Anna slipped off her chair and carried her empty mug to the counter. “I’m going to ask Mother right now if we can have her old magazines.”

  “Great!” Fred said. “Then we can get started on the gifts right away.”

  Anna was filled with happiness as she went to the living room to talk with her mother. It feels good to have a way to make our presents. I’m glad Dot can give her family presents, too.

  CHAPTER 13

  Champion Bakers

  A couple days after Christmas, Dot came over to Anna’s house. “My family loved their presents!” she told Anna.

  Anna grinned. “So did mine.”

  She took Dot into the living room and pointed. “See?”

  Steven and Isabel were putting together their puzzles.

  The girls went up to Anna’s room, where they could visit together without Anna’s brothers and sisters around.

  “Look what I got from Mother and Father,” Anna said. She handed Dot a book.

  “Nancy Drew! Wow, I wish I had a Nancy Drew book.”

  “You can read it when I’m done.”

  “Thanks!”

  Anna flopped down on her bed. “We did a great job with our Christmas presents, didn’t we?”

  Dot sat on the edge of the bed, opening the book. “Uh-huh.”

  “Maybe we can come up with other good ideas. Like, maybe, how your family can make more money.”

  Dot looked up, her green eyes large. “Do you think so?”

  “I don’t know, but we could try. Let’s come up with as many ideas as we can. They won’t all work, but maybe one or two will help a little bit.”

  “Okay.” Dot set the book on the bed beside her.

  “Let’s see.” Anna rested her chin on the palm of her hand. “You could become a bank robber, but so many banks have closed that it wouldn’t be worth the trouble.”

  Dot laughed. She put a hand behind her head and lifted her chin. “I could become a movie star.”

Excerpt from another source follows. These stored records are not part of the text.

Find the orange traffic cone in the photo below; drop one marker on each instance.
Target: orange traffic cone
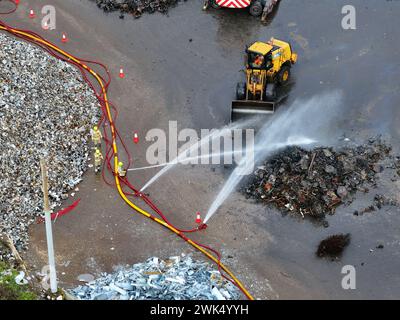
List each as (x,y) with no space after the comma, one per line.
(198,218)
(64,38)
(135,138)
(121,73)
(32,14)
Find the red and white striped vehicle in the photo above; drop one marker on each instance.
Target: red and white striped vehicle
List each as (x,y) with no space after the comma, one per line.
(256,7)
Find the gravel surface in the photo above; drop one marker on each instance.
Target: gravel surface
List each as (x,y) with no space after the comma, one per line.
(46,110)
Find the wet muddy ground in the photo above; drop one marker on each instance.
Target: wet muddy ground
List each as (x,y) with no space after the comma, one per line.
(184,67)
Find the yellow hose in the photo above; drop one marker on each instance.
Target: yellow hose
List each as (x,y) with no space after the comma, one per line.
(117,182)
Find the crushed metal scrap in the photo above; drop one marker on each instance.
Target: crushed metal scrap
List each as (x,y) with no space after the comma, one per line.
(46,110)
(314,182)
(136,7)
(177,278)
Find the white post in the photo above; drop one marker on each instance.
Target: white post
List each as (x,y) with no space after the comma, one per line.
(49,233)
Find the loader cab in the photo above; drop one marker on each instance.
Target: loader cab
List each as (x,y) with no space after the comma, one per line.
(259,56)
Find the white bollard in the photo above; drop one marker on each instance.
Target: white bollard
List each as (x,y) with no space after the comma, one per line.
(49,232)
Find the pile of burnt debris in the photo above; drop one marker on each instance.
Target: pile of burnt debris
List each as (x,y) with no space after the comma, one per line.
(136,7)
(333,246)
(312,183)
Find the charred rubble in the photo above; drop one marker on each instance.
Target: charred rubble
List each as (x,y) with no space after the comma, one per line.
(333,246)
(136,7)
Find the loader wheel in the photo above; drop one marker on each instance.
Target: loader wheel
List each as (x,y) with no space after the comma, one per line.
(241,91)
(256,9)
(284,75)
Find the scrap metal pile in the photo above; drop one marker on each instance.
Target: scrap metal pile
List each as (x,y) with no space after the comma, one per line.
(313,183)
(46,110)
(177,278)
(136,7)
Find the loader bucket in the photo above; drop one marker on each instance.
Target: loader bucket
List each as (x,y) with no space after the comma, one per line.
(253,107)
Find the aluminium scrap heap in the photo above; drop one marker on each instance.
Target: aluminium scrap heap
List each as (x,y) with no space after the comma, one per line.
(177,278)
(46,110)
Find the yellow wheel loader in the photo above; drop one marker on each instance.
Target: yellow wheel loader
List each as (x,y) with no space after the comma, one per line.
(267,66)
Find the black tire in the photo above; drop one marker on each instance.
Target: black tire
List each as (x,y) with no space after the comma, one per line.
(256,9)
(214,4)
(241,91)
(270,92)
(283,75)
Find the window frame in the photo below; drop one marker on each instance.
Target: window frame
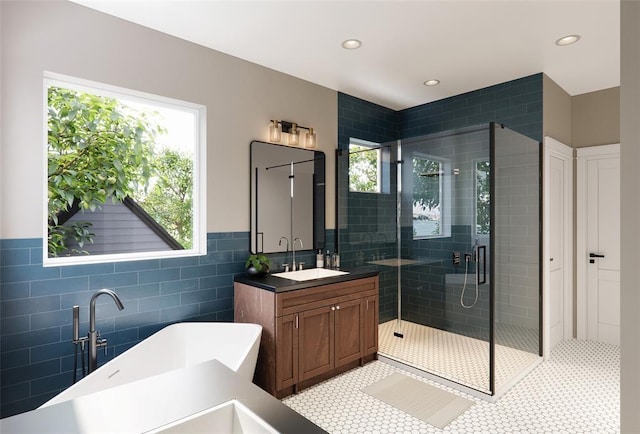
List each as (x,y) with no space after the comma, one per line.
(477,234)
(199,219)
(374,147)
(445,196)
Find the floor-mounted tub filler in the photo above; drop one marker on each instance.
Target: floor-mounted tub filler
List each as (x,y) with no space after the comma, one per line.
(188,377)
(176,346)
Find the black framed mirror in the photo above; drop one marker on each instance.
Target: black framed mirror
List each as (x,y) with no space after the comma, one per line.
(287,198)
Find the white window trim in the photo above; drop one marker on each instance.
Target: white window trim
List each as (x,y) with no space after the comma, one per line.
(199,174)
(445,196)
(378,148)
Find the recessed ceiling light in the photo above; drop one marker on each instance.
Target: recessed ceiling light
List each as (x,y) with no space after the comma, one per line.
(351,44)
(568,40)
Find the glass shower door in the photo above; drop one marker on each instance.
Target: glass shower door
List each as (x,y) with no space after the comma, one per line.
(445,238)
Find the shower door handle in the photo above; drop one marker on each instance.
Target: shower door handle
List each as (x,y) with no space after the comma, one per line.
(481,258)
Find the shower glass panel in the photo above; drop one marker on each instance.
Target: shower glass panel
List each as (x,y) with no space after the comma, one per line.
(452,225)
(517,252)
(445,282)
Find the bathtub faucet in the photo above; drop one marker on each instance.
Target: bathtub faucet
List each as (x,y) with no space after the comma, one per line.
(94,341)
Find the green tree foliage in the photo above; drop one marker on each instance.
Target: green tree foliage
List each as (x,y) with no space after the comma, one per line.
(363,169)
(97,148)
(427,176)
(170,198)
(483,210)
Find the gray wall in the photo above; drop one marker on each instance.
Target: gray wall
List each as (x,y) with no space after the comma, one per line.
(70,39)
(595,118)
(556,114)
(630,152)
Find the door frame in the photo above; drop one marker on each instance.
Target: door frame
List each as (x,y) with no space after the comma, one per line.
(583,156)
(565,153)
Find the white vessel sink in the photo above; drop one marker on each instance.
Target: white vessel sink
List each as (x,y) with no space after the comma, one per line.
(310,274)
(230,417)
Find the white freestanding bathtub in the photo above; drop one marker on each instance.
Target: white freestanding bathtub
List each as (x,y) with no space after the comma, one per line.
(175,346)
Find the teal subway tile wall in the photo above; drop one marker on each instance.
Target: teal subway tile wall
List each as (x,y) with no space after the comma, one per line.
(516,104)
(36,353)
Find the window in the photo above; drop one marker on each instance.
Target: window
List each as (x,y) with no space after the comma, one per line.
(431,193)
(364,166)
(483,210)
(125,174)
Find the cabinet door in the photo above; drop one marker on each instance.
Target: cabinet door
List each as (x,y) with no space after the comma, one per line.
(370,325)
(349,322)
(316,333)
(287,339)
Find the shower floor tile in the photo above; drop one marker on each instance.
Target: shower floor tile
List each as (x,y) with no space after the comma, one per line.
(576,391)
(452,356)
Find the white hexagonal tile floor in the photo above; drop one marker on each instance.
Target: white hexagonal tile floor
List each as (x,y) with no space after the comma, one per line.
(576,391)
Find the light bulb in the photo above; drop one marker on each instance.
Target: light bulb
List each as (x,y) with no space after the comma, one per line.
(311,139)
(275,131)
(294,136)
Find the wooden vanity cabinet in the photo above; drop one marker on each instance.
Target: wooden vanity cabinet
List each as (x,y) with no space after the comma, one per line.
(310,334)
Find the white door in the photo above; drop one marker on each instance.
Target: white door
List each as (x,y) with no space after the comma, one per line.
(558,279)
(556,251)
(599,254)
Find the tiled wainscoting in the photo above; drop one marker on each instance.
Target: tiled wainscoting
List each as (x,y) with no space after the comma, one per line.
(36,349)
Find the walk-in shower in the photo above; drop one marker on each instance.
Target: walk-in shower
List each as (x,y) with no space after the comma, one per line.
(452,223)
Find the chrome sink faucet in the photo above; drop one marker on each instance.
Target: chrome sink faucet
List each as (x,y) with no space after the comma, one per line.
(93,334)
(293,252)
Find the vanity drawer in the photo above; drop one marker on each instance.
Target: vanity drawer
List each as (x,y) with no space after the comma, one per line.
(318,296)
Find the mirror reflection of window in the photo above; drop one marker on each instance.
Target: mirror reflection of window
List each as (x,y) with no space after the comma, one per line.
(274,213)
(122,174)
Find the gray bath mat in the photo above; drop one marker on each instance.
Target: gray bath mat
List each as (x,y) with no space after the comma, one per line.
(435,406)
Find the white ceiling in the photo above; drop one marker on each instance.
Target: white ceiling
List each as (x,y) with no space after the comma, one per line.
(467,45)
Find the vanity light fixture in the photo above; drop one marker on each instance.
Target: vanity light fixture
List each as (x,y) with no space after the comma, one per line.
(275,131)
(294,135)
(351,44)
(276,128)
(311,139)
(568,40)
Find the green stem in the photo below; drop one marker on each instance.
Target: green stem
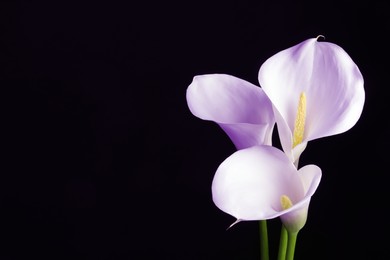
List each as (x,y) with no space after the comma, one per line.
(292,240)
(263,240)
(283,244)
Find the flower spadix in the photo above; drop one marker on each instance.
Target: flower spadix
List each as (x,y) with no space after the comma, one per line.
(260,183)
(240,108)
(316,90)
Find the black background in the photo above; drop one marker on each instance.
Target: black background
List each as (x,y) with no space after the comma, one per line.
(103,160)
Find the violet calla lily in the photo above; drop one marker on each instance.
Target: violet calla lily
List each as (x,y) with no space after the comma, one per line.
(255,183)
(316,90)
(240,108)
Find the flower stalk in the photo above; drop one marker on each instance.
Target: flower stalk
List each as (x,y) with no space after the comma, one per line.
(264,254)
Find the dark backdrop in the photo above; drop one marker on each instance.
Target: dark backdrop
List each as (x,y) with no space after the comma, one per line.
(103,160)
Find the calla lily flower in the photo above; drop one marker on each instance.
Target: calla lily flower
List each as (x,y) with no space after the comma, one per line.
(316,90)
(260,183)
(240,108)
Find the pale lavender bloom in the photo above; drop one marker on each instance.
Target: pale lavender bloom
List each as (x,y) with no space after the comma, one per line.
(254,184)
(240,108)
(316,90)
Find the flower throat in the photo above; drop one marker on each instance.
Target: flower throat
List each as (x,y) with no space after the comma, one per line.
(299,126)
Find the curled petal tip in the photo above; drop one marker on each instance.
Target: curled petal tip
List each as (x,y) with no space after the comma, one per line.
(235,222)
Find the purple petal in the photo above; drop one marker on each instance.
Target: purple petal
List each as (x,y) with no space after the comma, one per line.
(330,79)
(249,184)
(242,109)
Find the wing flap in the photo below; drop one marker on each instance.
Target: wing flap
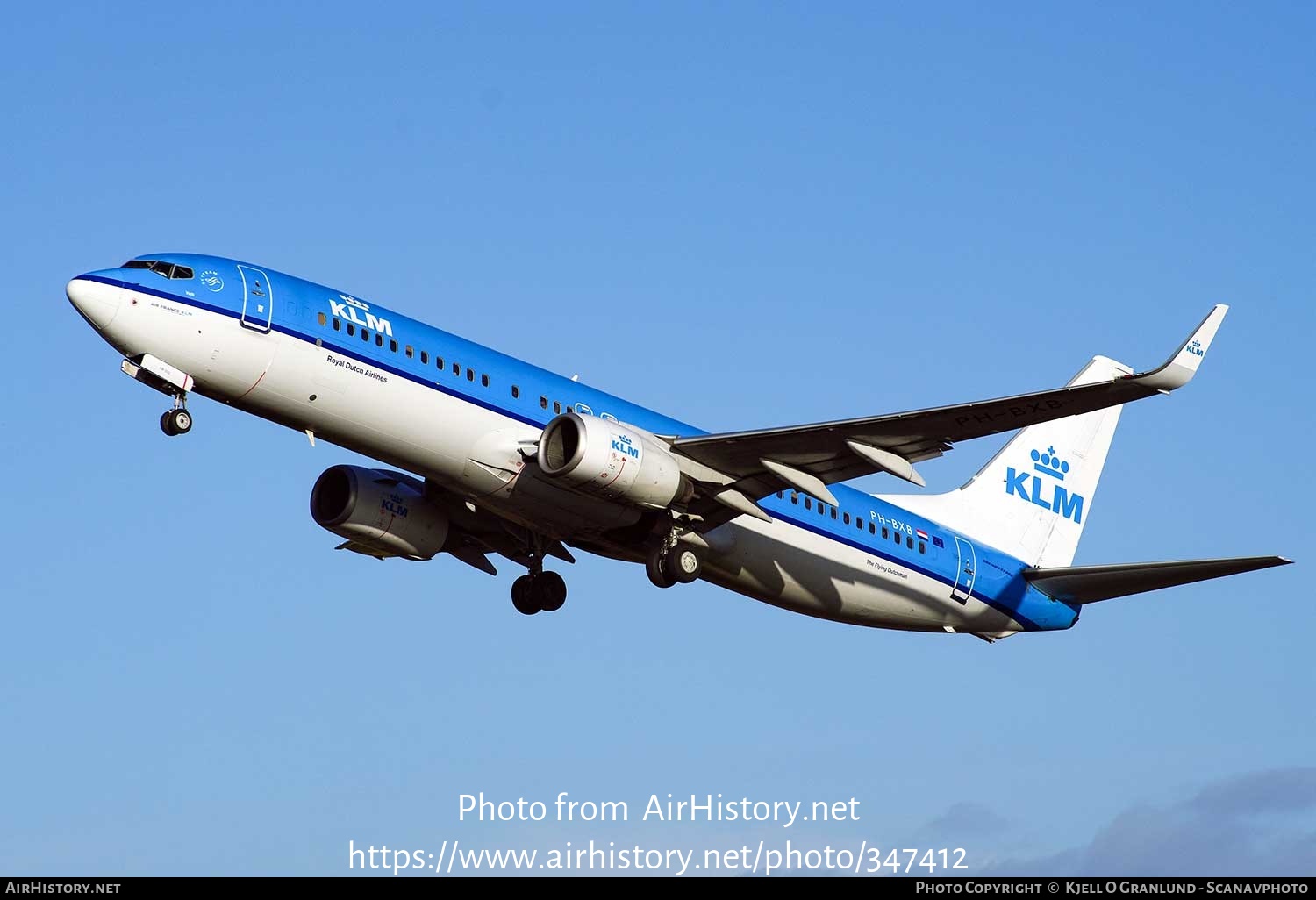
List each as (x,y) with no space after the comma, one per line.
(1082,584)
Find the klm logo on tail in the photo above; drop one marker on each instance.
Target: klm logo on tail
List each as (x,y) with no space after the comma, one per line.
(1029,486)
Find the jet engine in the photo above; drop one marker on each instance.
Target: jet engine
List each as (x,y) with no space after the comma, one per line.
(381,513)
(605,458)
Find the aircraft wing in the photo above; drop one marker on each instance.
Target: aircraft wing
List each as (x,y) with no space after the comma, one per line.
(1081,584)
(810,457)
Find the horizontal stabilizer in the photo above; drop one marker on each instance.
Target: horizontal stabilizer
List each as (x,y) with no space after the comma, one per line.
(1092,583)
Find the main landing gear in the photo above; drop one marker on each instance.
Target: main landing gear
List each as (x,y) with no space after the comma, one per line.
(176,420)
(539,591)
(673,563)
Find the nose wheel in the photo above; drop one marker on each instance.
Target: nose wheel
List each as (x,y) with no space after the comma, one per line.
(176,420)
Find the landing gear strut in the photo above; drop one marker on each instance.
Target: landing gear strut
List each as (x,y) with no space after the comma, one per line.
(539,591)
(176,420)
(673,563)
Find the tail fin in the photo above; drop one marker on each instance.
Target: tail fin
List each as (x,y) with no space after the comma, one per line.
(1033,497)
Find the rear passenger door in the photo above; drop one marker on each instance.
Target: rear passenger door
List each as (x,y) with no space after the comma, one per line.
(257,299)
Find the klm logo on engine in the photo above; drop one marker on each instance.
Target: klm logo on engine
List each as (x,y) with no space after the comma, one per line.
(349,308)
(623,445)
(1031,486)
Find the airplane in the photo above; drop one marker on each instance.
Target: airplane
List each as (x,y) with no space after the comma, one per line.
(486,454)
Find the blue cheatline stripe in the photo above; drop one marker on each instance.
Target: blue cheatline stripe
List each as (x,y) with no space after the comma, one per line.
(937,576)
(511,413)
(337,347)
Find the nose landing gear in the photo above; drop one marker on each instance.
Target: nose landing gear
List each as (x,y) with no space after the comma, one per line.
(176,421)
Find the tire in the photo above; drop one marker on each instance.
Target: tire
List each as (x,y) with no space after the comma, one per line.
(657,573)
(523,596)
(682,565)
(549,591)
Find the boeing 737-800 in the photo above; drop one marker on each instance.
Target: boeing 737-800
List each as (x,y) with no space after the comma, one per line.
(489,455)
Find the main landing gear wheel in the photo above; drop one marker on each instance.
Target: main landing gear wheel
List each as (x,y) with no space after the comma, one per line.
(682,565)
(521,596)
(657,571)
(176,421)
(549,591)
(542,592)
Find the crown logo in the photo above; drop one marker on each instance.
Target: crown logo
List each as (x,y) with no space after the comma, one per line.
(1049,463)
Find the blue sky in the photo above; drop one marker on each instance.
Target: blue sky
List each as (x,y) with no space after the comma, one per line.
(742,215)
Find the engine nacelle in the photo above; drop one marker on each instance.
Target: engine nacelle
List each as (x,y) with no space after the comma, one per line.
(615,461)
(381,513)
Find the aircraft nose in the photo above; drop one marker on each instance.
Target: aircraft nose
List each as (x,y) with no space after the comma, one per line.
(97,303)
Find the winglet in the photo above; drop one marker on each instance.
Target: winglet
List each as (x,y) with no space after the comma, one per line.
(1179,368)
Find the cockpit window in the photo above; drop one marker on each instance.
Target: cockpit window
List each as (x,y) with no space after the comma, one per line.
(168,270)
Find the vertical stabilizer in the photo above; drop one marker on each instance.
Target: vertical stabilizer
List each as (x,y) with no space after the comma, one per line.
(1033,497)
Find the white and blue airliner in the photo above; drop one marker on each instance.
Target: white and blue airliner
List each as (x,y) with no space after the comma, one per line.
(490,455)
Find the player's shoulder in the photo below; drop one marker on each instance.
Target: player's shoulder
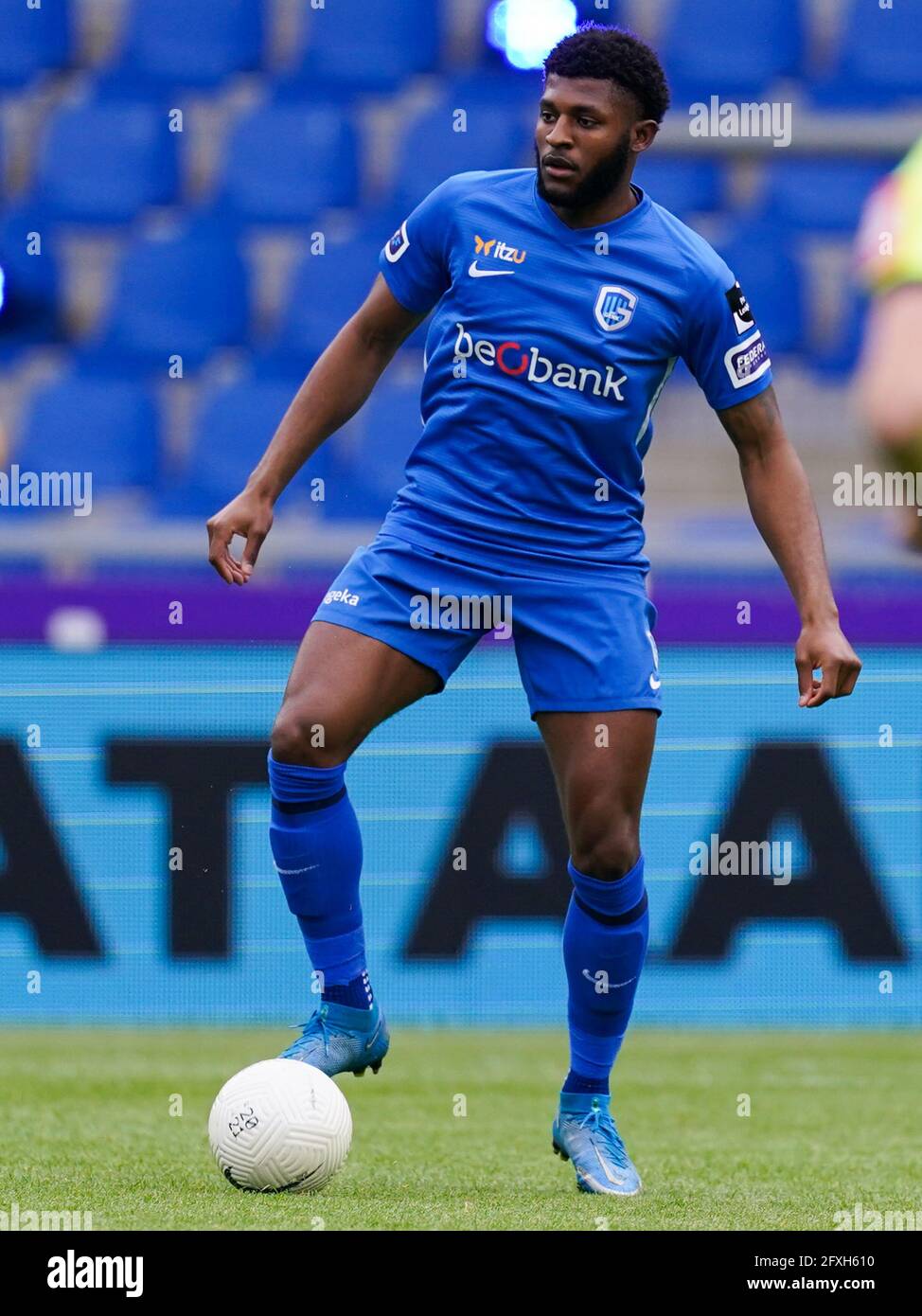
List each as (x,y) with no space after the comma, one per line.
(701,262)
(475,185)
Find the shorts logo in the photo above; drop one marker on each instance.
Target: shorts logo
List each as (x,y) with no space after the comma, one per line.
(654,679)
(747,361)
(398,243)
(742,313)
(614,308)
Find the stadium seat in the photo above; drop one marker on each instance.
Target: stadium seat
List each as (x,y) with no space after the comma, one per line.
(287,161)
(108,427)
(878,57)
(682,186)
(431,149)
(181,293)
(371,454)
(33,41)
(232,425)
(189,43)
(824,195)
(396,41)
(32,290)
(771,280)
(730,50)
(323,293)
(103,162)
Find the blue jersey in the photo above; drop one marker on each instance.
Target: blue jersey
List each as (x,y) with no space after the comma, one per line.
(544,358)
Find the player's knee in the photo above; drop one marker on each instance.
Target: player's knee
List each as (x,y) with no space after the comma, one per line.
(307,735)
(611,853)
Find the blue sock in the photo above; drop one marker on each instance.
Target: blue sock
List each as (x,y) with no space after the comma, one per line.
(317,850)
(604,944)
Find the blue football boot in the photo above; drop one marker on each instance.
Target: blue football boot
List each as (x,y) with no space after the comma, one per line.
(585,1133)
(342,1040)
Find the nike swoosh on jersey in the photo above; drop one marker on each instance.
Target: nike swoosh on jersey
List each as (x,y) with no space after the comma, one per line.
(485,274)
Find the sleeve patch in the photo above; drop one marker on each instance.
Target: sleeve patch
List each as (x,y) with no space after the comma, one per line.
(747,361)
(742,312)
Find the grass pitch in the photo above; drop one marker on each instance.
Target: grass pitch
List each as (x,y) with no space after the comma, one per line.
(834,1120)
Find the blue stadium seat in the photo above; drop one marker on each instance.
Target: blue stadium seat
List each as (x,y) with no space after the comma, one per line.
(735,50)
(431,149)
(371,454)
(771,279)
(33,40)
(357,47)
(824,195)
(232,427)
(682,186)
(101,162)
(179,293)
(324,291)
(32,280)
(189,43)
(878,58)
(108,427)
(287,161)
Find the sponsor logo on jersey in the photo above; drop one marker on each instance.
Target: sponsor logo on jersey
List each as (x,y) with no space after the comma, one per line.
(398,243)
(742,313)
(527,364)
(747,361)
(614,307)
(497,250)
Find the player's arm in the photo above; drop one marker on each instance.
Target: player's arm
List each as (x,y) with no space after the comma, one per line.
(783,509)
(336,388)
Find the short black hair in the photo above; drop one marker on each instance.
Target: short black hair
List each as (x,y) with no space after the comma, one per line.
(617,57)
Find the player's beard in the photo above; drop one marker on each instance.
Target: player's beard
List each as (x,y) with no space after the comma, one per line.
(597,185)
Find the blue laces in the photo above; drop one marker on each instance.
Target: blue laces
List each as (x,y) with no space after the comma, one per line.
(314,1025)
(608,1132)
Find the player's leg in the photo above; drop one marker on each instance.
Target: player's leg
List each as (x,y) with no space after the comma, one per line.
(601,761)
(344,685)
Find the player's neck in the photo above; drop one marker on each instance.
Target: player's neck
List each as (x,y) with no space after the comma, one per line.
(605,211)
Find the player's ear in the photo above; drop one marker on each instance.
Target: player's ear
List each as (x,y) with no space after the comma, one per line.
(644,133)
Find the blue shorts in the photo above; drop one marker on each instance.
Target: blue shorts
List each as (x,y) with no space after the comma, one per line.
(580,648)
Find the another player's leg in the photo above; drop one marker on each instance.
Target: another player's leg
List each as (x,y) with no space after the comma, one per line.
(341,687)
(601,778)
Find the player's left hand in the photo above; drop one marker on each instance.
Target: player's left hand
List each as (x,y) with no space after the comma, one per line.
(823,647)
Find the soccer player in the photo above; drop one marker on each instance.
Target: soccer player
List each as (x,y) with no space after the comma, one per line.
(563,296)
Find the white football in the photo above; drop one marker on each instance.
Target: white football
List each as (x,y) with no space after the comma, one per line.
(280,1127)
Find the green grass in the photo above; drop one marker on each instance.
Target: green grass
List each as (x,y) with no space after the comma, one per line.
(834,1120)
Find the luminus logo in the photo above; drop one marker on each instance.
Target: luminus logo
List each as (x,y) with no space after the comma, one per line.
(497,250)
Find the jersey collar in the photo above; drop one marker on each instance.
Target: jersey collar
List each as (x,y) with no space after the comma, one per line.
(554,222)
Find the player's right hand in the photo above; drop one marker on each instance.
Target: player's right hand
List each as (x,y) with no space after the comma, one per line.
(249,515)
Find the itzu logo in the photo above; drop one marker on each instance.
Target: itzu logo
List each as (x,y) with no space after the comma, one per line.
(614,307)
(342,596)
(747,361)
(527,364)
(497,249)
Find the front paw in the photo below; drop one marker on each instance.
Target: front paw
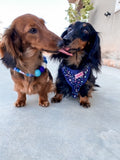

  Anna rolled her eyes. “Except you’d have to pay to go to Hollywood first.”

  “No I wouldn’t. I could ride the rails like Chet.”

  “Maybe you could catch fish in the Mississippi River,” Anna said. “Then you could cook them and sell fish sandwiches.”

  Dot wrinkled her nose. “I’d rather be a movie star, thank you.”

  Anna picked up the Nancy Drew book. “I know! You can be a detective!”

  “Or I could write books. I know! I could write a book about two girls in Minneapolis who are best friends, Dot and Anna, and they solve all the mysteries the police can’t solve.”

  The girls collapsed in a fit of giggles.

  When they finally caught their breath, Dot said, “We need to think of something we can really do or sell.”

  “It’s too bad you can’t make things like Chet.”

  “Did he sell many of his carvings for Christmas?”

  “Quite a few,” Anna told her. “Of course, he had to take time to carve them first. He went house to house to sell them. Sometimes he’d stand on street corners downtown and sell them there to the Christmas shoppers.”

  “That was a good idea. Is he still selling them?”

  “He’s trying, but not many people are buying them now that Christmas is over. Oh, I almost forgot to tell you. Chet’s helping at a soup kitchen, too.”

  “He is?”

  Anna nodded. “Aunt Frances, Fred’s mother, helps at a soup kitchen, you know. One day Chet found out she was going down there to work and asked if he could go along. He said he’d never thought of helping at one of them before. After he went with Aunt Frances, he told the people at the kitchen that he’d like to help any time he needs to eat there. So the people in charge said he could.”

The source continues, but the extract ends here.